Quinnesec, Mich. (UPI) -- FIremen worked cautiously through the night to prevent more explosions at a Gulf Oil nitrate plant where a series of blasts Monday shattered windows in an eight-mile area and killed a fireman.
Fearing more explosions at the facility in Michigan's Upper Peninsula, firemen sought to keep pockets of flames from reaching two tank cars loaded with chemicals.
Four violent explosions, triggered by a gasoline fire in a garage, tore through the plant Monday. The manager of the facility, J. P. Jones, drove a truck loaded with explosive chemicals out of the burning garage shortly before the first blast and was praised for heroism by Gulf officials.
JAMES OLSON, 18, who was driving his car to the plant after the fire broke out, was killed. The first explosion flung a rear truck axle against the young fireman's car, killing him but missing a passenger.
Two youths, STEVE PETERS, the passenger in OLSON'S car, and 13-year-old SCOTT SPARAPANI who lived nearby, were hospitalized with minor injuries. Several other persons were treated for cuts from flying glass, rocks and steel.
Three more blasts followed during a 30-minute span. Shrapnel whizzed through the area. WIndows shattered in homes and business places. A set of truck wheels flew 1,000 yards and barely missed a state trooper. Electricity was knocked out in the city of Norway, nearly five miles away.
About 50 residents were evacuated and the highway was closed to traffic for several hours.
Jones said he spotted flames coming from a truck in the garage and was unable to extinguish them.
"The flames were coming out of the truck and just turned into a giant ball of fire," he said.
He warned the plant's seven employes to get away from the area.
He then drove another truck away.
"The situation could have been much worse except for the fact that he risked his life to go back and drive that truck away from the flames," said David Narr at Gulf headquarters in Tulsa, Okla.

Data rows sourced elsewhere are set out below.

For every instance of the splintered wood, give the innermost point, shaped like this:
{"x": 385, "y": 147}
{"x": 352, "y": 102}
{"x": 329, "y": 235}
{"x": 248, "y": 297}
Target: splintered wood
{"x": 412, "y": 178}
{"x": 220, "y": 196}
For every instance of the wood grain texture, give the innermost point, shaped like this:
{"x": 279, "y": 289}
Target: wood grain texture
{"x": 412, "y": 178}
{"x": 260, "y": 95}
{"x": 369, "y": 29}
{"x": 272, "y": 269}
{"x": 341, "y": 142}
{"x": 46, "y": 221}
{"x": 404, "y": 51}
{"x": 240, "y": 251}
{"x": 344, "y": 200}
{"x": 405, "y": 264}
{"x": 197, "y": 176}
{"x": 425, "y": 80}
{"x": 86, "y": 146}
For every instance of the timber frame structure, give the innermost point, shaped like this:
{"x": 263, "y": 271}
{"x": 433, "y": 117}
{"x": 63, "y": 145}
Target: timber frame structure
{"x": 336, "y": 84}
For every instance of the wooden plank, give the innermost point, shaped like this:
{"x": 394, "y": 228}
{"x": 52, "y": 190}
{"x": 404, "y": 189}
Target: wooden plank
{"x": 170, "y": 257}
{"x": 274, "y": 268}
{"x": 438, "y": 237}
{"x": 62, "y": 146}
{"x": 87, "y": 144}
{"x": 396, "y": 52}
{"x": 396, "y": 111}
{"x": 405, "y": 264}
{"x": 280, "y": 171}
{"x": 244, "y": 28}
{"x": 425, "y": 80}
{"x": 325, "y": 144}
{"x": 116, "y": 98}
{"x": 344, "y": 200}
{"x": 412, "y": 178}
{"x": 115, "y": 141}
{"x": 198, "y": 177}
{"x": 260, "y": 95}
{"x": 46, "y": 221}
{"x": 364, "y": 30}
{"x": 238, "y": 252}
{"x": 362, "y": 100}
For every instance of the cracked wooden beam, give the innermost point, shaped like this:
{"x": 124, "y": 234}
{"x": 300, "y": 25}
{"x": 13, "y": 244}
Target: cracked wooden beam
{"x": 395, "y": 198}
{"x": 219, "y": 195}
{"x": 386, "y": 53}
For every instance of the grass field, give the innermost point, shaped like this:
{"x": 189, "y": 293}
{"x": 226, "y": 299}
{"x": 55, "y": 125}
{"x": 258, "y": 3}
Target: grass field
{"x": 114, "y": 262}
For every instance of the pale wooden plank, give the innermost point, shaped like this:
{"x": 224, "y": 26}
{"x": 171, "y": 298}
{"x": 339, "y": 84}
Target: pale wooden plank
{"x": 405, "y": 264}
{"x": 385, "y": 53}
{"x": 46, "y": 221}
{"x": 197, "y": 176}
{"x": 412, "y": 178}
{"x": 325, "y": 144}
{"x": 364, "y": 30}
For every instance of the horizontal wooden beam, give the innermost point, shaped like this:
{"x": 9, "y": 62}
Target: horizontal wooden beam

Kingsport Times Tennessee 1974-07-23



I am Jim Olson's younger brother and can verify that it was Steve's car and that Steve was the driver.


The article was taken directly from the newspaper at the end of the article and reflects the accuracy and or inaccuracy of that paper ....

Incorrect Information

I am the Steve Peters mentioned in the article. I am not sure of the source of this information, but it is not entirely correct. For starters I was the driver of the car not Jim Olson. He was a passenger in my car. As for the rest of the story I am skeptical of it's accuracy.